ABSTRACT

During the 12th century the three most important sites in the Holy Land were in Jerusalem, Bethlehem and Nazareth. While these sites were controlled by the Crusaders (c. 1099– 1187), the numbers of pilgrims from the West increased, and the churches at each of the sites were gradually renovated and decorated. While they were cathedral churches for their respective Latin bishop, archbishop, or patriarch, nonetheless their greatest function was as centres of Christian pilgrimage.

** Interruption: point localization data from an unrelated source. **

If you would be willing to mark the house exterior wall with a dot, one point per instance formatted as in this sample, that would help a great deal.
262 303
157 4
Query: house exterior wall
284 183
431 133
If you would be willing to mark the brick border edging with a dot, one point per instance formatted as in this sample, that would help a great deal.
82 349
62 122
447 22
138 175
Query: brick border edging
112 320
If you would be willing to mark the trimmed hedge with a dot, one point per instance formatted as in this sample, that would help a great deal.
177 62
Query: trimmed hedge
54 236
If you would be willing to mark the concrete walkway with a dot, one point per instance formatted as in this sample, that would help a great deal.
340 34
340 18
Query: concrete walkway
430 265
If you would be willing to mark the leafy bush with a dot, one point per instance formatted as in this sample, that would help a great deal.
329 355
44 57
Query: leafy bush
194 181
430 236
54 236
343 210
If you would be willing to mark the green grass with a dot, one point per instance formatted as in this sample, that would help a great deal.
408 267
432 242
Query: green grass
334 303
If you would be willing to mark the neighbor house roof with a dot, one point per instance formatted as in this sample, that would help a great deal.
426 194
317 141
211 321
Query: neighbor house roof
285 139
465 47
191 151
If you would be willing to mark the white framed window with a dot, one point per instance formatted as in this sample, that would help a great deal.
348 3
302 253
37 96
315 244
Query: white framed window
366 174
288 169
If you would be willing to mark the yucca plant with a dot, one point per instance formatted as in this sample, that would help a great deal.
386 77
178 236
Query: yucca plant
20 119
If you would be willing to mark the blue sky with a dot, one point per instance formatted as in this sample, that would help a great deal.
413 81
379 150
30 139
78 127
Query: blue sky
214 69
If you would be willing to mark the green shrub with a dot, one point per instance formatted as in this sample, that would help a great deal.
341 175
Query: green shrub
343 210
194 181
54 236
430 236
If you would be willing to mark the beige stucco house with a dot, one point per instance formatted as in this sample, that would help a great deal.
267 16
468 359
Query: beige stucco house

The artistic patronage of these pilgrims to the Holy Land in the 12th century provides ample evidence for the diversity of European visitors to the Church of the Holy Sepulchre in Jerusalem and the Church of the Nativity in Bethlehem. In this regard, I propose that it was the church at Bethlehem that included the largest programme of pilgrim-sponsored art from the 12th century. Pilgrims to Bethlehem engaged local painters to provide icons that would commemorate their patron saints, linking the holy place of the birth of Christ with their European homeland. These large icons, which decorate columns of the nave and aisles of the Church of the Nativity, include a surprisingly diverse array of saintly figures that include cult images of the Virgin and Child, along with the images of apostles, bishops, deacons, ascetics, soldier-saints, holy kings and important female saints. On rare occasions the images of the pilgrims who may have commissioned the column paintings were also represented. Furthermore, in one independent instance there is a small devotional icon which links patron saints associated with the three great Christian pilgrimage sites at the time — Jerusalem, Rome and Santiago de Compostela — ordered by an anonymous pilgrim who appears to have visited all three sites.